CollaborativeFiltering

Collaborative filtering is a type of recommendation algorithm that utilizes the preferences and behavior of similar users to suggest items (e.g. movies, music, products, etc.) that a user may like. It works by finding patterns in the preferences of different users and using these patterns to predict the preferences of new users. This is based on the assumption that people who have similar preferences in the past will have similar preferences in the future.

This library provides one form of collaborative filtering that runs in-memory and uses Jaccard similarity to measure the similarity between users' preferences. It provides item recommendations for a user based on users with a similar taste.

You can also apply this algorithm to single-user use cases, where you aim to predict future behavior based on past behavior. In scenarios like this, "users" can instead represent distinct user sessions instead.

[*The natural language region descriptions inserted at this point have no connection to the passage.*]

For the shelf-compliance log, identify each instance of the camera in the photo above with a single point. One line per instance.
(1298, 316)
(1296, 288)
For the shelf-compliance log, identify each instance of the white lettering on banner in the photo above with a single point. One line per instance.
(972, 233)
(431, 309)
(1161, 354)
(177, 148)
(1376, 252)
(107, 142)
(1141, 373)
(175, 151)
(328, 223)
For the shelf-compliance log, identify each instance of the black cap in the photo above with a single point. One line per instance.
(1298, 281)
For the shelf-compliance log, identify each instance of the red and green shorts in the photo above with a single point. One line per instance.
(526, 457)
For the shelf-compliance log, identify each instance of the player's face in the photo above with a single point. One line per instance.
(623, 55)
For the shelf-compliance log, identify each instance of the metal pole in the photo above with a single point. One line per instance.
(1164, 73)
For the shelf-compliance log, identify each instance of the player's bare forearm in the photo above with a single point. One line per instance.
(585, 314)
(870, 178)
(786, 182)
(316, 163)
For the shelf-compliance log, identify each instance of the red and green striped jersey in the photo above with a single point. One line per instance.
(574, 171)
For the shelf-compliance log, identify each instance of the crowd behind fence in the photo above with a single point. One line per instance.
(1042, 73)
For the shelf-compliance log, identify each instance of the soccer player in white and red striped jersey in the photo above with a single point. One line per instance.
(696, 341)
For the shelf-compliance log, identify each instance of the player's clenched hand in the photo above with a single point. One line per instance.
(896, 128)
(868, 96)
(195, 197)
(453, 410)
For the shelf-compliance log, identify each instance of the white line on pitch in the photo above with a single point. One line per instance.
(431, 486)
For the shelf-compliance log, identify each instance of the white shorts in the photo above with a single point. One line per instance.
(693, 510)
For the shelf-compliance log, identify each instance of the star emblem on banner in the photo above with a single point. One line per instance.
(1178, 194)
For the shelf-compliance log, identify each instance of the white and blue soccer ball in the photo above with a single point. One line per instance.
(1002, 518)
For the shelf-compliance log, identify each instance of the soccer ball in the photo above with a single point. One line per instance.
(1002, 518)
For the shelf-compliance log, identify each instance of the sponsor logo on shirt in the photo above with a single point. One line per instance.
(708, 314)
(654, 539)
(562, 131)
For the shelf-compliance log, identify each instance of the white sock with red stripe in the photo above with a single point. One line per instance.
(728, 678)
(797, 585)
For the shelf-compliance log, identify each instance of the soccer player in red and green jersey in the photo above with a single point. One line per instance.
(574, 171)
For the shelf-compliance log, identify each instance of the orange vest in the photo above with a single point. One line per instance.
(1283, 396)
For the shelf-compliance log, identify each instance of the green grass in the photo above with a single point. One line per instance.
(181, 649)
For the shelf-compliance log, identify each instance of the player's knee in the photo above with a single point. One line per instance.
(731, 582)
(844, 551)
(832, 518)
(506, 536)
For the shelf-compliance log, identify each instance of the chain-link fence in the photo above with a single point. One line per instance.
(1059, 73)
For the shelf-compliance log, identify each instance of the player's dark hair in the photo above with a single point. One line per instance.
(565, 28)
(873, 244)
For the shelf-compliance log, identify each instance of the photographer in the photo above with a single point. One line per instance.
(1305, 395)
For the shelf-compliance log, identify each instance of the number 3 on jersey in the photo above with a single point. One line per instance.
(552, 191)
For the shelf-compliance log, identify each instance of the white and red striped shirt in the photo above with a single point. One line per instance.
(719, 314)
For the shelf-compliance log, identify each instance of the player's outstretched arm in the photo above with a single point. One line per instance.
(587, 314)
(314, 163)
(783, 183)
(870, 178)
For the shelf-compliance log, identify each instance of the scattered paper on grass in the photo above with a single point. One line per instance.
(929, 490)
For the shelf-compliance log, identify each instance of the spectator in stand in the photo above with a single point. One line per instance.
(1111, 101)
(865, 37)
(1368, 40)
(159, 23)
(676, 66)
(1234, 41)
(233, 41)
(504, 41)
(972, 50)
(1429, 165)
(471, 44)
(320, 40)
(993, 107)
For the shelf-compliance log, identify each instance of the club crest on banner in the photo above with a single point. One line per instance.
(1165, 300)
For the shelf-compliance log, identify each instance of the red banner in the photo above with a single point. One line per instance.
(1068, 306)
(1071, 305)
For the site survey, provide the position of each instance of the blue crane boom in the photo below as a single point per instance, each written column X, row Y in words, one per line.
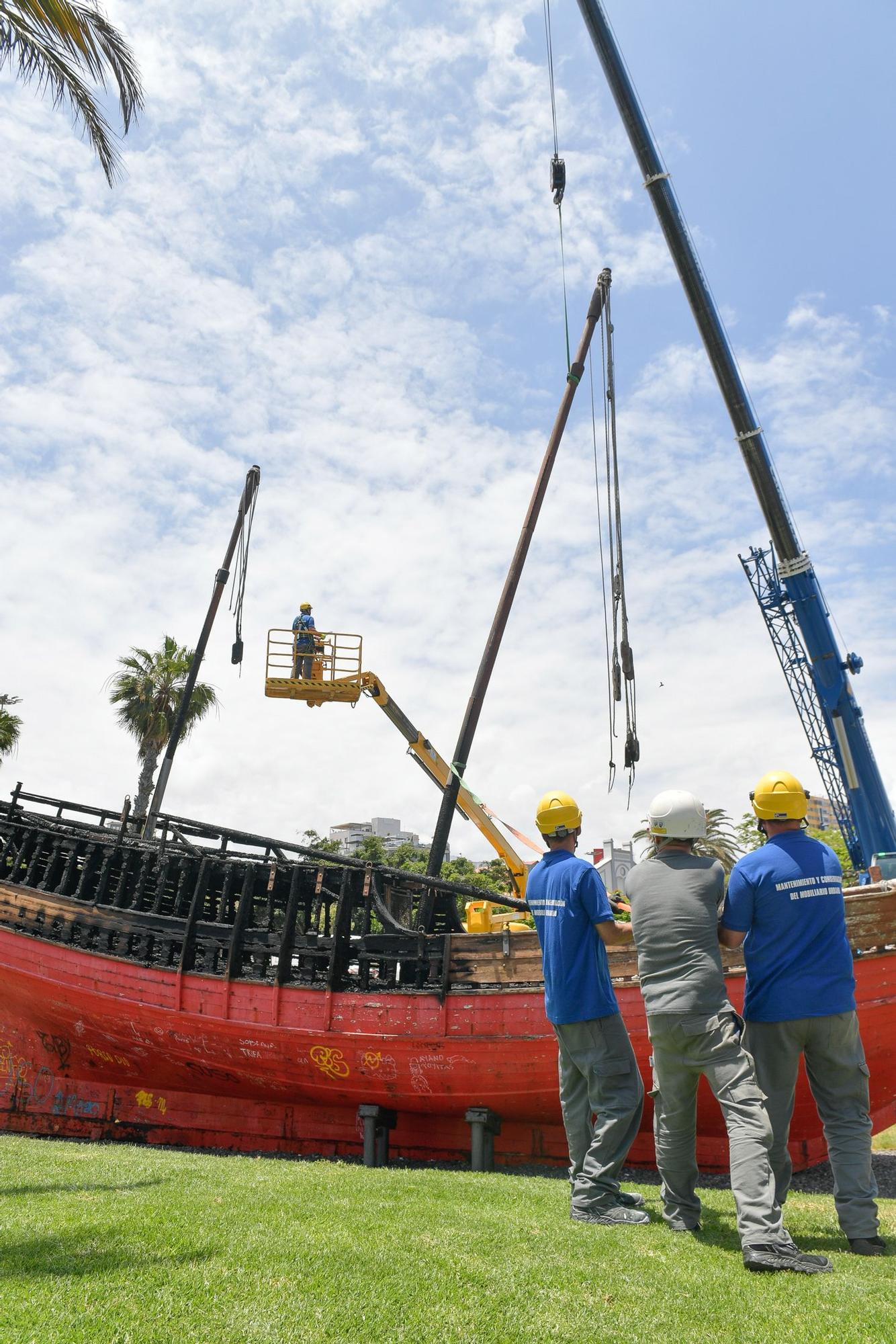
column 784, row 580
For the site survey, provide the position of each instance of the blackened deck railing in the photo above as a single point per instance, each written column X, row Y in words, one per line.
column 221, row 902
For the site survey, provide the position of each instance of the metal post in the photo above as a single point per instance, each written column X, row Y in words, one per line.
column 253, row 478
column 494, row 643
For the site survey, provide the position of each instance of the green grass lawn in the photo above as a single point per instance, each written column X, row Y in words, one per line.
column 123, row 1245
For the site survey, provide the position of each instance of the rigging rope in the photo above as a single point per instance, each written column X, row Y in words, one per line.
column 620, row 663
column 604, row 577
column 624, row 686
column 558, row 171
column 238, row 588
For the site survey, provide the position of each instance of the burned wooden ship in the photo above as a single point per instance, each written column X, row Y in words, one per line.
column 237, row 993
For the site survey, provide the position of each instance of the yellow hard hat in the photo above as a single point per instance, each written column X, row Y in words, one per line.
column 780, row 796
column 558, row 816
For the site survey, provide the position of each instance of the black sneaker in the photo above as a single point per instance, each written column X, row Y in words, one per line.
column 773, row 1257
column 867, row 1245
column 613, row 1216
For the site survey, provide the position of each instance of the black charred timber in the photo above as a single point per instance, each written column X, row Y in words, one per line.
column 251, row 489
column 218, row 907
column 703, row 306
column 494, row 643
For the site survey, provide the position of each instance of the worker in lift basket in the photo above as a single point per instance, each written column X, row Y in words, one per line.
column 785, row 905
column 675, row 898
column 306, row 642
column 598, row 1070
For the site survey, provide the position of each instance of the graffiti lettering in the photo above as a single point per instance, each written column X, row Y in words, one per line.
column 432, row 1064
column 60, row 1046
column 147, row 1101
column 108, row 1058
column 375, row 1062
column 71, row 1104
column 330, row 1062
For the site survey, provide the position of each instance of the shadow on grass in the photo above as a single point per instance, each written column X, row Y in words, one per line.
column 71, row 1187
column 80, row 1255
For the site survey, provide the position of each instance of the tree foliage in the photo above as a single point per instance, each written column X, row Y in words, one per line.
column 147, row 693
column 722, row 839
column 316, row 842
column 10, row 726
column 749, row 835
column 60, row 46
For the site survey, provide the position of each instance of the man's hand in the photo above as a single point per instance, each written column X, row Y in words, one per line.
column 615, row 932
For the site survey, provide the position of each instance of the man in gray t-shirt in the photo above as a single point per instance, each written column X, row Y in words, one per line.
column 694, row 1030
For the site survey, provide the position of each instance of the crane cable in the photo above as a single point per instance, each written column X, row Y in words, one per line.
column 621, row 659
column 612, row 709
column 558, row 170
column 620, row 663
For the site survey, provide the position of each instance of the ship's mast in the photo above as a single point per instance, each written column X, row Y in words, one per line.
column 874, row 827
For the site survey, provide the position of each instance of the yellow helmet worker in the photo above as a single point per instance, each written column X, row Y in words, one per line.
column 780, row 796
column 598, row 1070
column 558, row 816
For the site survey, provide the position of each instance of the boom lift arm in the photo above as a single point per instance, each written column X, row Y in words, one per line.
column 338, row 678
column 440, row 771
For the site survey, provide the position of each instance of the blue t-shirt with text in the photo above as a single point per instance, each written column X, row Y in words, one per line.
column 788, row 897
column 568, row 898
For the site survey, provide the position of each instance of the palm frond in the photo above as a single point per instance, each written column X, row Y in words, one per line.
column 147, row 694
column 49, row 42
column 10, row 729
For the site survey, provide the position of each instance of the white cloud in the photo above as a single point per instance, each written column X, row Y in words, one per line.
column 338, row 257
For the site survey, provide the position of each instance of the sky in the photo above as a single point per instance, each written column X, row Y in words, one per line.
column 335, row 253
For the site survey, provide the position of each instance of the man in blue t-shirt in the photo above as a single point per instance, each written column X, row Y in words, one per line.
column 306, row 639
column 785, row 904
column 598, row 1070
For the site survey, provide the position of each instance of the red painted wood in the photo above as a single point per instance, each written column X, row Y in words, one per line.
column 105, row 1049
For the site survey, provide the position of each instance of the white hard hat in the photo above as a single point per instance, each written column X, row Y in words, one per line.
column 678, row 815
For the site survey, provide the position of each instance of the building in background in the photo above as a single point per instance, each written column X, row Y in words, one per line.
column 617, row 859
column 821, row 815
column 350, row 835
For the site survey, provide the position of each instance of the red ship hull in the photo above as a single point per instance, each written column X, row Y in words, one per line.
column 96, row 1048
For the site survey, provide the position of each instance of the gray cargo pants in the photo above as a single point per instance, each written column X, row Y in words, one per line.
column 684, row 1048
column 598, row 1077
column 839, row 1079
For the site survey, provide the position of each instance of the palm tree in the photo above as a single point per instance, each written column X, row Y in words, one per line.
column 721, row 842
column 148, row 691
column 10, row 725
column 56, row 44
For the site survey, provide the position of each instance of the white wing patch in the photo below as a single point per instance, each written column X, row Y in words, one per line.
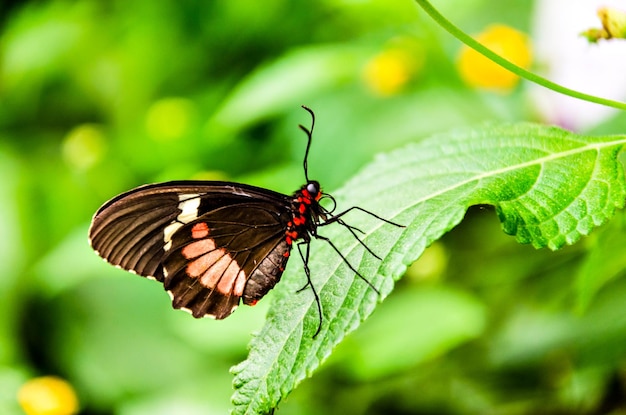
column 188, row 205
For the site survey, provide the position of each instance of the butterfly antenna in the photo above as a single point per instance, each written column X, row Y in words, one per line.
column 309, row 134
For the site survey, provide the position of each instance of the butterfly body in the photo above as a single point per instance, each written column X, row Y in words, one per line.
column 215, row 244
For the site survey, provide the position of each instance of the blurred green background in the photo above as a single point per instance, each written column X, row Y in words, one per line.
column 97, row 97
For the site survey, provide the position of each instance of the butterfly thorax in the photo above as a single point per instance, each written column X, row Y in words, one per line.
column 306, row 212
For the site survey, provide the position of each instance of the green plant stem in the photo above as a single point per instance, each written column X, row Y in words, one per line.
column 521, row 72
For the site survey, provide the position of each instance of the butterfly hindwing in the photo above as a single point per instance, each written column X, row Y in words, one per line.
column 203, row 240
column 218, row 258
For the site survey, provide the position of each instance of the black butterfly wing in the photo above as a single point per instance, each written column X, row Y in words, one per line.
column 210, row 243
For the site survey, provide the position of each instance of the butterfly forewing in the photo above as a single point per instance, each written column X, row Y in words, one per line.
column 203, row 240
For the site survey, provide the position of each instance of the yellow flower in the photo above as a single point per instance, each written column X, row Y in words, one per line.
column 478, row 71
column 388, row 72
column 48, row 395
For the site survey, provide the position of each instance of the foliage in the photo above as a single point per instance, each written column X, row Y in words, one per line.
column 96, row 98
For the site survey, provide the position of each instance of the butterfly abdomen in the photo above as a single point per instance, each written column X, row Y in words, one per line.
column 267, row 274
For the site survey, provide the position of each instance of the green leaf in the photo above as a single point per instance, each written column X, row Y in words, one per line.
column 549, row 187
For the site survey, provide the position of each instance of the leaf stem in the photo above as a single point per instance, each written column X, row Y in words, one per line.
column 523, row 73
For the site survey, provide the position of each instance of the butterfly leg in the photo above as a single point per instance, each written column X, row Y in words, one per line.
column 323, row 238
column 307, row 271
column 335, row 218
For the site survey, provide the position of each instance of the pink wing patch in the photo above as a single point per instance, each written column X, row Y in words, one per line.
column 214, row 267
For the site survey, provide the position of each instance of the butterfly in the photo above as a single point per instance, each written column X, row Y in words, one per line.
column 214, row 244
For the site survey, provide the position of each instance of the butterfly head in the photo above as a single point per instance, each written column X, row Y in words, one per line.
column 312, row 190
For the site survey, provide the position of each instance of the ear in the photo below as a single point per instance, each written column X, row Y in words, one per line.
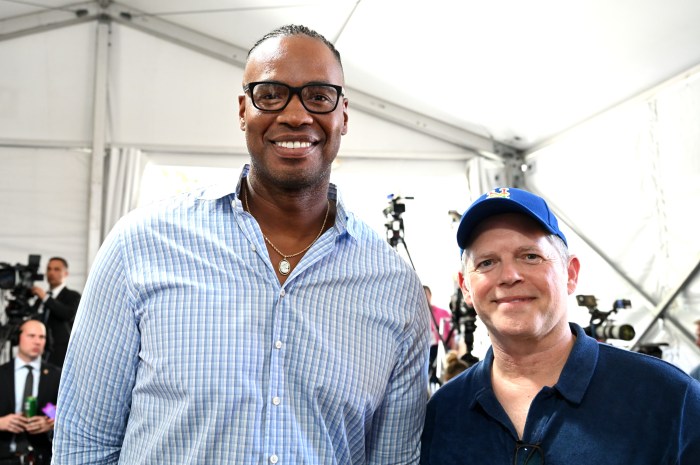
column 241, row 112
column 465, row 291
column 345, row 116
column 572, row 271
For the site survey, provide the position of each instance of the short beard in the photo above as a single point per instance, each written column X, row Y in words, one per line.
column 297, row 181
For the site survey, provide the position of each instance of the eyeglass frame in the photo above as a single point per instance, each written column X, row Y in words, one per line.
column 248, row 89
column 536, row 449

This library is largely a straightforward port from collaborative-filtering, a JavaScript open-source project by TSonono.

Usage

Prepare input data ("ratings").

You need to structure your input data as a two-dimensional array. Each row represents a user (or user session), and each column represents an item rating. Each item rating value can either be 0 or 1. 1 is a positive rating, e.g. a "like", rating, purchase, or some type of feature engagement. 0 indicates null or no usage.

     I0 I1 I2 . . .
    [
U0  [1  1  1  .  .  .],
U1  [1  0  1  .  .  .],
U2  [1  0  0  .  .  .],
.   [.  .  .  .  .  .],
.   [.  .  .  .  .  .],
.   [.  .  .  .  .  .],
    ]

The algorithm in this library runs in-memory and has a runtime complexity of approximately O(U(I^2)), where U is the number of users and I is the number of items. Therefore, it is best suited for use cases with a reasonably small scale.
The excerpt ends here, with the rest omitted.